È percepibile, anzitutto, il forte contrasto fra il pacato dipanarsi del testo pontificio e la concitazione delle immagini della immensa sala con i grandi della terra che faticosamente cercano di produrre un documento condiviso. Una fatica che traspare dalla bozza del testo finale, nell'imbarazzo di dovere ricorrere all'ennesimo rinvio degli impegni di riduzione delle emissioni, con il tentativo dei Paesi ricchi di compensare con trasferimenti finanziari ai Paesi più poveri il debito contratto con l'uso trasbordante delle risorse energetiche. 

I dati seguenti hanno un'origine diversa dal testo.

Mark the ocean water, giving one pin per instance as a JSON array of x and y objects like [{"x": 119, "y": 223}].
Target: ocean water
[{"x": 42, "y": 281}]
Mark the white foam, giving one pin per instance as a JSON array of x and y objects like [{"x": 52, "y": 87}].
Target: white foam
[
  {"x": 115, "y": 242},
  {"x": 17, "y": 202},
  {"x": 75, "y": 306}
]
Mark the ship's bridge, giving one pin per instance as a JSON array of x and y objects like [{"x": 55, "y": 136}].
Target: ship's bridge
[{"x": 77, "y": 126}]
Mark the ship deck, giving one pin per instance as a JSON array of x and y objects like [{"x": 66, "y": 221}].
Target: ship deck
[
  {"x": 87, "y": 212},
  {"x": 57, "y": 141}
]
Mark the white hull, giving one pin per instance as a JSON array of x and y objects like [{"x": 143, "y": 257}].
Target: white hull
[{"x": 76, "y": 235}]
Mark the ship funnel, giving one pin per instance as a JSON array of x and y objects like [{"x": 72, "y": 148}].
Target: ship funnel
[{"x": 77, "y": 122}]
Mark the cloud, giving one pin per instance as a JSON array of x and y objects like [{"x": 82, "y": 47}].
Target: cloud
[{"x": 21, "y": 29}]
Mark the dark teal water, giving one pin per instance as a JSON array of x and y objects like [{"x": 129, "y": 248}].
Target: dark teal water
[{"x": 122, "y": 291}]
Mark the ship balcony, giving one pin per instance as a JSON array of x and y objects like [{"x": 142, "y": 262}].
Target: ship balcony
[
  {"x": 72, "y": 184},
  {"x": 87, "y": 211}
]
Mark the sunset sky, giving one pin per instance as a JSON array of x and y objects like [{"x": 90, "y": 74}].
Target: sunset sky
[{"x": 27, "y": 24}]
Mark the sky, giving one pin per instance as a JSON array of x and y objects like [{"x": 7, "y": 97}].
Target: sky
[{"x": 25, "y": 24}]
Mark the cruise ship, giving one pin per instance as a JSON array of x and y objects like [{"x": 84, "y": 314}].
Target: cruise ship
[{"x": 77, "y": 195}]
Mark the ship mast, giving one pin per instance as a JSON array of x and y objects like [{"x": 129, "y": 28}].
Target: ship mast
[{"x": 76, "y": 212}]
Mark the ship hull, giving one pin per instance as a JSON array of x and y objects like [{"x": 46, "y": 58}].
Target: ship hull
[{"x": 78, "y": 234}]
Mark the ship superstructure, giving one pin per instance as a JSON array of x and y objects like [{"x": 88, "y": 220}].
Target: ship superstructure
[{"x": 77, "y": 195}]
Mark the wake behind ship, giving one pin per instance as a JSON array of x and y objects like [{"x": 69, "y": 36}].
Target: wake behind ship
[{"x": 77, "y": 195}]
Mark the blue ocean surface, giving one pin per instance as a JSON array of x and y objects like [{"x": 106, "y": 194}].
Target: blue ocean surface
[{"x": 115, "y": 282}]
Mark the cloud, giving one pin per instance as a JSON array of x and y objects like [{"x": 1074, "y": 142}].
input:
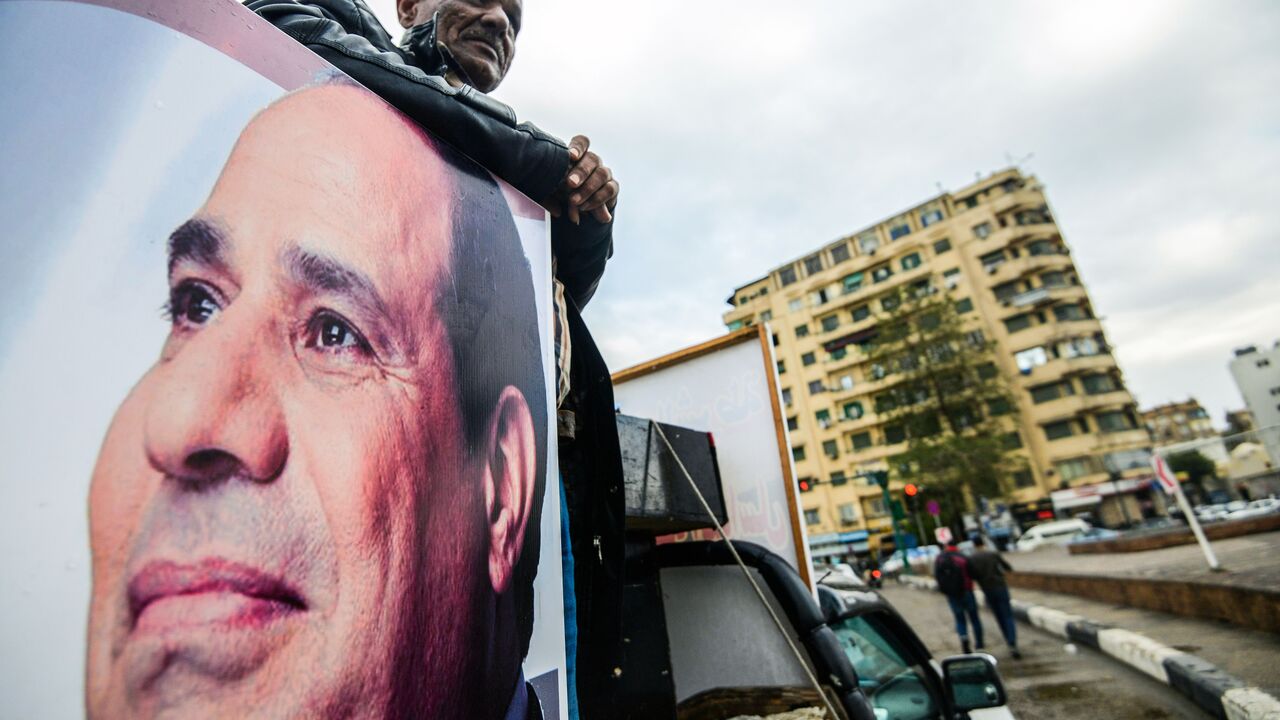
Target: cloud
[{"x": 748, "y": 133}]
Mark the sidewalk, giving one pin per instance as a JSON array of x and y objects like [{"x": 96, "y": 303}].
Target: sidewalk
[
  {"x": 1249, "y": 561},
  {"x": 1230, "y": 671}
]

C'è poi un impegno quasi rodomontesco di "tenere sotto i due gradi il riscaldamento globale", come se l'obiettivo fosse alla portata grazie alla deterministica relazione di causa ed effetto tra sforzi da compiere e risultati attesi. Nessuno, al contrario, è stato sfiorato dal dubbio che si tratti di un obiettivo raggiungibile senza sforzo attraverso il naturale evolversi di un sistema così complesso e lontano dall'essere pienamente conosciuto. 
Per fortuna il messaggio del Papa viene a dire che "la crisi ecologica non può essere valutata separatamente dalle questioni a essa collegate, essendo fortemente connessa al concetto stesso di sviluppo e alla visione dell'uomo e delle sue relazioni con i suoi simili e con il creato". Chiede di operare nientemeno che "una revisione profonda e lungimirante del modello di sviluppo". Parla inoltre di distorsioni dell'economia e dei suoi fini, di disfunzioni da correggere. 

Ma la visione certamente originale del messaggio è che la noncuranza dell'uomo verso il creato, il saccheggio dei beni naturali, si ritorce contro lui stesso. Viene stabilito un nesso causale fra la tendenza auto distruttiva dell'uomo moderno e la sua crisi culturale e morale, che si esprime nella noncuranza verso il creato. Il Pontefice arriva a responsabilizzare i Governi per questa crisi dilagante, perché non forniscono "progetti politici lungimiranti". 
La barriera dell'utopia viene addirittura scavalcata quando il messaggio addita l'enorme responsabilità delle decisioni economiche, con le loro conseguenze di carattere morale. L'attività economica deve rispettare l'ambiente dimostrando di considerare i costi di questo rispetto. Ne scaturisce un invito alla lotta al degrado e alla promozione dello sviluppo integrale come corollario a una dimensione più ampia della solidarietà internazionale vista come condizione culturale prima che come relazione unilaterale di stampo filantropico. 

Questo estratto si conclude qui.